Ben was 30 years old when I met him. He came into my office burdened by the opinions of what his parents thought of his life choices. It sounds crass on the surface, but one of the first things I told him to do was to “grow up and get a life.” But the problem with this common phrase is that there is great difficulty in the process, so let’s look at both sides: growing up and getting a life.
Your symptom, feeling like you give too much weight to your parents’ opinion, is a sign that some growing up has not happened. And while you feel like you always have to honor your parents, you don’t always have to obey them. If you’re still in the child position, then that is getting in the way of how you were meant to live your life. So, we have to look at two reasons for still remaining in the child position: not growing up, and not having a life.
Some people stay in the child position with parents because they are either unable to “grow up,” or they are unwilling. Inability to get out of the child role and still want parental approval involves the process of needing something from your parents that you did not get. When there is something you are still looking for like love, acceptance, approval, validation or other ingredients that parents are supposed to give children to prepare them to be adults, you can be stuck waiting for them to finally grant you what you never had. You never really leave and become an adult because you are still waiting for “something.”

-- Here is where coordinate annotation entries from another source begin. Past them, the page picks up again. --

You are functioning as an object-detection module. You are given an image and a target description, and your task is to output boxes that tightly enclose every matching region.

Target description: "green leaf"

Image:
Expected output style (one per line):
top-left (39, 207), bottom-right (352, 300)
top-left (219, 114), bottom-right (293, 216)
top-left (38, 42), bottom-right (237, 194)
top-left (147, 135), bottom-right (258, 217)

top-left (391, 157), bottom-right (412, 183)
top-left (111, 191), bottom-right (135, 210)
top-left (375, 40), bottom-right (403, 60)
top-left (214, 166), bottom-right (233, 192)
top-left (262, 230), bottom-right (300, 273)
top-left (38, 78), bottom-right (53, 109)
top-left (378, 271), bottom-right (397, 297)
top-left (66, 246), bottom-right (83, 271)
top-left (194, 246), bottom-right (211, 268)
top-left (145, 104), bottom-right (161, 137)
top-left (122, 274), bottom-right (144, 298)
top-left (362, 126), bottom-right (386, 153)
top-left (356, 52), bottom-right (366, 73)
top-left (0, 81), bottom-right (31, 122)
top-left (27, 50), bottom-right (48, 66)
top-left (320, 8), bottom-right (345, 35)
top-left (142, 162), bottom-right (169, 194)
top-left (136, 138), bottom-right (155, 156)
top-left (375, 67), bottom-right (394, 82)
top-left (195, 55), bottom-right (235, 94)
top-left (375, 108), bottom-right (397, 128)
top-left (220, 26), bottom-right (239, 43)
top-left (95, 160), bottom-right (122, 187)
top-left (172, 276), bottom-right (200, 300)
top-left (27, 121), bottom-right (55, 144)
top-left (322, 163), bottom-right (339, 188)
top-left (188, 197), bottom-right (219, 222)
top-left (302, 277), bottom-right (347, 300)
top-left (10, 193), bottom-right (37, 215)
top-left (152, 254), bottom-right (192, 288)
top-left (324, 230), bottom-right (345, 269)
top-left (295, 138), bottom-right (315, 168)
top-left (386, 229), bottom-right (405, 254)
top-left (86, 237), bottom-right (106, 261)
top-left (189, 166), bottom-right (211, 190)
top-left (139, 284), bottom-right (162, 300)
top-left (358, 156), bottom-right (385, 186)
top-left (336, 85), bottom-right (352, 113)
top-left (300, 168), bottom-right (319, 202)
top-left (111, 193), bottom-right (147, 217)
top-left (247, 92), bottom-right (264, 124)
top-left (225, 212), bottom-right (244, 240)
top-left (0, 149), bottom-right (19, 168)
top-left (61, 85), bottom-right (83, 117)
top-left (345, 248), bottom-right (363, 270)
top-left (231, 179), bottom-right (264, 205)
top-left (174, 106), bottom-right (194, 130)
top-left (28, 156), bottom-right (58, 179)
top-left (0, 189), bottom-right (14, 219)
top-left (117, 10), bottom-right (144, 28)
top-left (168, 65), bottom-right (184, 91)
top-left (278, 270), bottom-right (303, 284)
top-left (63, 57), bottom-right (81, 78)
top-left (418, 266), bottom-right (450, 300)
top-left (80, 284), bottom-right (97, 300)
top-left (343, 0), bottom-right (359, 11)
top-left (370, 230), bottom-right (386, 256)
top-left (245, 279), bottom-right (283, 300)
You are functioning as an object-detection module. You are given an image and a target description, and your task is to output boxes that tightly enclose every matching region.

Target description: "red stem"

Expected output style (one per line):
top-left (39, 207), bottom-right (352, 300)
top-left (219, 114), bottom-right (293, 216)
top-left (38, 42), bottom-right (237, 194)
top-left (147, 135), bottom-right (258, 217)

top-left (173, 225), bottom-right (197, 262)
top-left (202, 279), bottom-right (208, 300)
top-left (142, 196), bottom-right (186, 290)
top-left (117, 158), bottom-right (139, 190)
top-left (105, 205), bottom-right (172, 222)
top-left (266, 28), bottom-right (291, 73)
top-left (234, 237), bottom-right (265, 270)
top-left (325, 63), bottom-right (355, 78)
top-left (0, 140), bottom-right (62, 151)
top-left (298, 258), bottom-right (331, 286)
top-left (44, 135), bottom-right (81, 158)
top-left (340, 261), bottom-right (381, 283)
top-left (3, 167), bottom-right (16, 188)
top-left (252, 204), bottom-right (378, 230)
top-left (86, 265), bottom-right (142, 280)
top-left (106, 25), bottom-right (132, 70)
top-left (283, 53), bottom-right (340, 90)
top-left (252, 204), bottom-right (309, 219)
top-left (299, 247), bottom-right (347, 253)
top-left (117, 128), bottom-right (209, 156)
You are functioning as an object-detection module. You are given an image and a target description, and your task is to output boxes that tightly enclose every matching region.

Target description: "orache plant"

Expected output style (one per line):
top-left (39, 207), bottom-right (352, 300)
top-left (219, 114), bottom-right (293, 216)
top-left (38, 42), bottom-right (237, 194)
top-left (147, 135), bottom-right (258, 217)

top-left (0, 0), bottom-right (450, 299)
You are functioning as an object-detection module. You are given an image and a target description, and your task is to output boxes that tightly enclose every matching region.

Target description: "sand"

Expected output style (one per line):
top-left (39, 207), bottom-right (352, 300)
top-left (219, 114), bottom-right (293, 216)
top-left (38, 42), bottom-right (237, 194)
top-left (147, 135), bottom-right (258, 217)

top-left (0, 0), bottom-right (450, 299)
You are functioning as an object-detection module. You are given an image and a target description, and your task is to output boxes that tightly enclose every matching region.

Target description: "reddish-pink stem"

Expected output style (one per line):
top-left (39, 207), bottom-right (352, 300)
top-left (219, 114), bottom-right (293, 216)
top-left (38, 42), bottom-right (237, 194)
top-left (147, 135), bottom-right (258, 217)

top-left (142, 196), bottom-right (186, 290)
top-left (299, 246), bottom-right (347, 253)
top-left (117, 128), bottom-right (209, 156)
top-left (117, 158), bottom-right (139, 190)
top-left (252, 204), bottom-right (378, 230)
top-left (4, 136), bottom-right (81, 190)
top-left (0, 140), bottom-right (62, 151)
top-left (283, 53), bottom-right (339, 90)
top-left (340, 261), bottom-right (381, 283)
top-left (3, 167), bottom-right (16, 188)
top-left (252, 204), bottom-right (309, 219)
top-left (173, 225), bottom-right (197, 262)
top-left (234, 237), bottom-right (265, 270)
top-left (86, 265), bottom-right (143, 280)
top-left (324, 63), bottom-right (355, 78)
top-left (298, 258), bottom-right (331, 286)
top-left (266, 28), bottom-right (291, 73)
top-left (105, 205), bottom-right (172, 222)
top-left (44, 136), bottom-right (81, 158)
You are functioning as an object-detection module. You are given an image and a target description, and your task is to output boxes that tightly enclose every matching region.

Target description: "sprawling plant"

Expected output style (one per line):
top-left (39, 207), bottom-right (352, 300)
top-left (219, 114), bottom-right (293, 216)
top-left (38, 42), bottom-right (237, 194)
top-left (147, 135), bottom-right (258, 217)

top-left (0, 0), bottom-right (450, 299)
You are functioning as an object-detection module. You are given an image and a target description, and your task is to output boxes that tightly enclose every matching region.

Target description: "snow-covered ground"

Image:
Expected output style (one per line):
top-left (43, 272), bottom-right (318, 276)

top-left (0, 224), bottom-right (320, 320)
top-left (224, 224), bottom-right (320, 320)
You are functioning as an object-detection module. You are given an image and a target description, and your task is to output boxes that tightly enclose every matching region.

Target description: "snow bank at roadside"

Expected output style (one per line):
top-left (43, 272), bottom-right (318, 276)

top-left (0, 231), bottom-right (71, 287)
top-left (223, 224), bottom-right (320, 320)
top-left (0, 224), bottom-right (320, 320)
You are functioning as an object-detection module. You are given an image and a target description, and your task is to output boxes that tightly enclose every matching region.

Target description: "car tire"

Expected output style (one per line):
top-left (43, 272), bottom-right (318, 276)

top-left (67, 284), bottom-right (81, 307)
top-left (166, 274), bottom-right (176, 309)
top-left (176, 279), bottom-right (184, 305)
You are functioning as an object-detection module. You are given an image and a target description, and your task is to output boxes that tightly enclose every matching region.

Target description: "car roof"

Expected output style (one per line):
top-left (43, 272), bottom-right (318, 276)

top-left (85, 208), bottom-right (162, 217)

The truth is if it hasn’t happened by now, they are probably not able to give you what you want anyway. You have to get those things from the people you surrounded yourself with. If you are still waiting for your parents to give you something they cannot give, then it is time to grieve that and get on with growing up.
The next part, “to get a life,” involves taking control of your actions and your feelings, because you were created to have a fulfilling life that belongs to you and only you. If your parents still have that much power, then you are in the child position, still dreaming of one day having a life instead of getting one. Children dream of what they will one day be or do, and adults go for it.
The hard work is this – stepping out of the security of the child position, (where the biggest risk one ever faces is the disapproval of other mere mortals) – and into the risk of living life as it has been given you (where bigger things are at stake than someone’s approval). At stake is the ultimate wager – will what you do with your talents, abilities, opportunities and resources mean more to you than what your parents think?